# Time Series Analysis in the Real World:  Climate Change

You are a data scientist interested in climate change.  You obtain a dataset containing the average monthly temperatures over 10 years (1981-1990) in the city Melbourne, Australia.  You would like to build a predictive model to forecast Melbourne's temperature based on the observed data.  This data is stored as a CSV file on the Math@Work server.

In [1]:
import pandas as pd
temperatures = pd.read_csv('https://www.mathatwork.org/DATA/melbourne-temps-monthly.csv')

**1]** Examine the characteristics of your dataset.

**2]** Examine the summary statistics of your dataset.

**3]** Are there any outliers in your dataset?  Is the data approximately normal or is it skewed?  Explain and support your explanation with analyses.

Working on the assumption that the data has been preprocessed to include no missing values or bad data entries, conclude that the data is of good quality for analyses.

**4]** Plot a line chart of the data.  Explain in the cell below your graph whether there is clear evidence of trend and/or seasonality.

**5]** Chart the rolling statistics plots.  In the cell below your graph, explain by looking at the rolling statistics whether there is clear evidence of trend and/or seasonality.

**6]** Use **seasonal_decompose( )** to decompose your time series data.  Plot the decomposition and explain in the cell below your graph whether there is clear evidence of trend and/or seasonality.

**7]** Use a Dickey-Fuller test to determine whether your *temperatures* dataset is stationary.  Explain below your analysis using 85% confidence.

**8]** Apply first order differencing to the *temperatures* data.  

**9]** Apply a Dickey-Fuller test to recheck stationarity.  Explain in the cell below your analysis your interpretation of the p-value at a 95% confidence level. 

**10]** Assuming that *temperatures_first_diff* was confirmed stationary, use Python's **auto.arima( )** to find the best ARIMA model to make predictions regarding Melbourne's average monthly temperatures.  Pass in *seasonal=True* if there was evidence of seasonality present.

**11]** Split the data into testing and training subsets.  Use 1/1/89 to 12/1/90 as your test data and train on the rest.

**12]** Use the training data to train your model.

**13]** Use the testing data to evaluate your model.  In the cell below your analysis, explain how well your model predicts.

**14]** Convert your predictions to a Pandas DataFrame.  Then use Pandas **.sort_index( )** to reorder the DataFrame by Month.  Print your predictions to the screen.

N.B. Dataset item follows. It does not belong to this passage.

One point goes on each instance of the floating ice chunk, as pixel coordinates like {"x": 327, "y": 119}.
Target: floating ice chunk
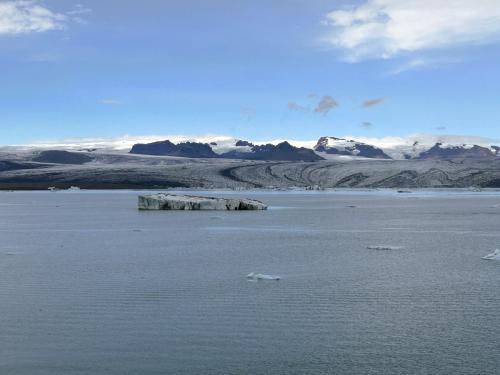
{"x": 252, "y": 276}
{"x": 493, "y": 256}
{"x": 385, "y": 247}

**15]** Plot the predictions vs the actual temperatures data values to help you see how good your predictions are.  Remember to use Pandas **.sort( )** to reorder the test DataFrame by Month before plotting.

**16]** Does the plot verify what R Squared indicated regarding how well future data is likely to be predicted by the model? Explain.

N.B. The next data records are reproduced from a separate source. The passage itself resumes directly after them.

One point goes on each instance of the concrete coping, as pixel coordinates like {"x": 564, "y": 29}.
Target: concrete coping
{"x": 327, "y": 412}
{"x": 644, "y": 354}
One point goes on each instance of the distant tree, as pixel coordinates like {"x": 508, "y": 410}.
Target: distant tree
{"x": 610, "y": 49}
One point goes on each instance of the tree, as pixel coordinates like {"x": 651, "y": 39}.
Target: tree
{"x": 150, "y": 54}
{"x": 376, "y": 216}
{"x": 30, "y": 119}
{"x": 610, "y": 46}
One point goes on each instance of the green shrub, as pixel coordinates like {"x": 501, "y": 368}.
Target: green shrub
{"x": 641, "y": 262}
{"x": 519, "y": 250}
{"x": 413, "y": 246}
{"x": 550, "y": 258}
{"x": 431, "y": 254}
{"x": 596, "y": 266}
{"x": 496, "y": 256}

**17]** Assuming your R Squared is satisfactory and therefore indicates good model performance, use the ARIMA model to make predictions about future Melbourne average monthly temperatures.  Refit the model to the entire *temperatures* time series dataset.  Print the refitted model summary.

**18]** Make predictions 24 months into the future.

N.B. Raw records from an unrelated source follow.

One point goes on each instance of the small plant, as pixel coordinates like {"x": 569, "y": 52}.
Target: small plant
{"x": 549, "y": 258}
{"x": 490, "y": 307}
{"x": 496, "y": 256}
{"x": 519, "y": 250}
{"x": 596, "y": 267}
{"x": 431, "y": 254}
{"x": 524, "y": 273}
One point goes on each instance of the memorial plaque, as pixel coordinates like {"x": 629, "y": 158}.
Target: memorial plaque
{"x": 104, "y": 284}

**19]** Run the following code to create the data months for which you are projecting and then convert your projections into a DataFrame with indices equal to the future date months.  The code assumes you named your time series DataFrame *temperatures* and your projections DataFrame *projections*.

In [None]:
from dateutil.relativedelta import *

new_date = temperatures.index[-1]
new_index = []

for y in range(len(test)):
    new_date = new_date + relativedelta(months=+1)
    new_index.append(new_date)
    
projections = pd.DataFrame(projections, index=new_index, columns=['Projections'])
print(projections)

**20]** Plot your *temperatures* and *projections* data.

**21]** Do your projections indicate a trend in Melbourne's average montly temperatures? Explain.